I just had to see it in black and white so I am not lying to myself or anyone else. I hope that in six months, I can look back at this blog and read this entry and feel differently. Really, I am miserable and for no good reason. People are nice, Marc loves his job, the kids are happy...how can I possibly be this glum? I never anticipated I could be this dark, but today I feel hopeless. I feel like I have given up finding the good in the dream. The one in which Marc is happy doing his Director of Chemistry thing, and the kids are perfectly adjusted, and I have found my niche.
It rained today in Biblical magnitude. Think Noah's Ark and you are close to imagining the day. The main issue is I navigate a Sequoia and not a boat, so this was problematic today. Like the case in which I almost ran over our six year old, when she darted in front of the car as I picked her up from school. She thought I was stopping, but I was rolling ahead to allow her more room to open the door on the rear passenger side. The torrential rain was so heavy, I could not even see her. It is by the grace of God that she is unscathed. His hand was on her today, and for that, I am so grateful. We drove carefully to North County for Swim Team pictures, that were (duh) cancelled due to weather conditions. She swam the workout there anyway.
I hate that I was soaked to the bone in the three seconds I crossed the parking lot to pick her up from swim team. Standing, once again, at the car to load her and laughing in spite of the situation: my hair plastered to my face, my clothes soaking wet, I laughed out of fear I might cry if I thought about the stupidity of it all. The wind was blowing gusts of sheets and sheets of rain. Rain so heavy, it blinded me as I opened her door to hustle her into her carseat. How do people live like this, anyway? I laughed a strange and eerie laugh that is not mine at all. I laughed until I had to lay my head on the steering wheel of the parked car in convulsions, with my kids looking at each other with uncertainty in the backseat.

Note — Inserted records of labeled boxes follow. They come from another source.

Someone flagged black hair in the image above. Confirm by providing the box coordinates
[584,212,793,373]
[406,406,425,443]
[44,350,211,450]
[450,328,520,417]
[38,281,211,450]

I hate that the more people I meet, the more they tell me how "wonderful" it is here and all I want to do is run home and forget about it. They laugh and make fun of the lack of conveniences that exist, but how they love the "small town". How is it I am spearheading playgroups, joining the PTA, rallying neighbors for events, but I am miserable? I feel like Jackal and Hyde. I want to be part of the community and I am signing the kids on for everything and committing myself to everything, but my heart aches and my head hurts and I wish I could just sleep the day away. I feel like I am trying, but something is just not working...it is not fluid like it should be.
I ran bridge repeats this morning. I only planned on running six, and the wind nearly blew me off the top. The fury of it, whipping along, screeching its presence, nearly slowed me to a stop when I was heading into it going East. I only wanted to run six, but I ran eight simply to feel alive. The only time I feel like I am even a shell of who I was is when I am running. Everything else in my universe is so out of whack, I cannot bear to think about the details. I fold laundry in a daze and shuttle kids simply going through the motions. I nod and listen to my swim coach because he berates me and it stirs some emotion in me that reminds me I am human. Right now I mostly feel catatonic....except that I cannot be a hat rack. I have to live and move and breathe and carry on a household and feed children and kiss my husband.
Even if I never run a step with my old running partners, I cannot bear the thought of being so far away from everyone and everything that was the center of my universe before. Marc's mom sent another package today and I could barely stand to open it. I willed myself to do it because the kids were shrieking, pleading to see what was inside. It's like I cannot bear to really think about what I feel like we are missing from our old lives. I threw away the Zoo News publication from the San Diego Zoo that is forwarded to this address. I don't want to read about their hippos.
Yesterday was a good day. Today was very much something else. I hope tomorrow will be something that won't seem manic when I put it in print.